Make your choices based on best $$/watt delivered to your door (or local retailer). High wattage panels tend to be less expensive ($$$/watt), but more expensive to ship (large pieces of glass).
~135 watt panels (and smaller) tend to be small enough you will have many shipping options.
~175 watt panels are fairly large and about the largest one person can safely move by themselves. Larger panels will need two people to move safely.

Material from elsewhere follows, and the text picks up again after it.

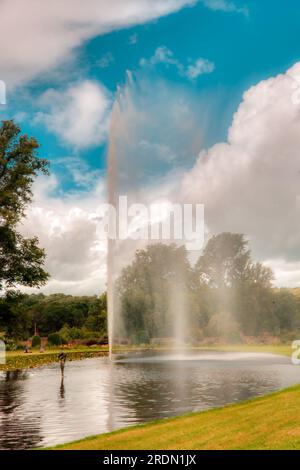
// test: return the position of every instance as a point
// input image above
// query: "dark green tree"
(21, 259)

-BillNear San Francisco California: 3.5kWatt Grid Tied Solar power system+small backup genset -
Re: Design Help
Let me take the time to thank everyone for the help. It is forums like these that can really help newbies learn the basics. As a newbie I have one last question. This may be best as a topic of its own however I was wondering about the diffenences in prices between brands of panels. NAWS sells a Kyocera 135w panel for $365. A 130W Sharp or Sunforce is $450 or higher. I know they might have different technologies i.e. poly vs. mono however why would anyone not just choose the Kyoceras? Can anyone explain to a newbie why there are such differences between brands and prices for roughly equivalent watts and voltages? -
Re: Design Help
Mono crystalline vs Poly crystalline--Mono is slightly more efficient and if you are packing limited roof space with panels, then the more expensive Mono Crystalline may be worth the extra money.
Otherwise, always check the $$$/Watt packaged and shipped to your door.
Normally, I would tend to avoid any Thin Film panels. They are the cheapest per watt by are around 2x the square foot for the same wattage. Many thin film panels are ~10 year panels vs 20+ year panels for crystalline.
The other thing to look for is the operating voltage of the solar panels. Evergreen tends to be one of the few vendors that makes larger panels in Vmp=17.5 volt range...
Certainly Kyocera has good panels and has backed their warranties well (when needed).
So much is coming from China now, it is very difficult to know who is a good vendor or not (changing names, private labeling, etc.).
Look for a UL rated (NRTL--CSA, TUV, etc.) panel--The vendor at least went through the time and money to have a third party test for safety.
-BillNear San Francisco California: 3.5kWatt Grid Tied Solar power system+small backup genset -
Re: Design Help
NAWS sells a Kyocera 135w panel for $365 that panel has the MC4 connector, but you will have to spend more for the MC4 cable to hook it up. the other Kyocera 135w panel has the junction box and it is $399. and you can use your own wiring. (Price is reflecting the time of this post!) -
Re: Design Help
Depending how handy you are, you might consider pulling some electric radiator fans from a junkyard if there's a "you pull it" yard near you, and fabbing up some mounts for them. You should get them for peanuts, they're 12V DC, and are designed for years of dependable service in extremely harsh conditions. The Lincoln Mark VII had one of the most powerful electric radiator fans you can find, a fan like that will move a couple of thousand CFM. -
Re: Design Help
I am open to building my own fans. Can I run a fan like the fan in the Lincoln directly from a panel? As I said before I do not care if the fan does not run when no sun is present. Thanks. -
Re: Design Help
this will give you a basic idea, http://www.youtube.com/watch?v=caeEyhJZnTs Dan is using a HF 45 watt solar kit to run a RV fan straight from the system (with out a battery hook up). jump to 1:20 time frame when he runs the fan. and these are cheap panels. I just call them toys. I just linked this video just in case it could help ya in some way.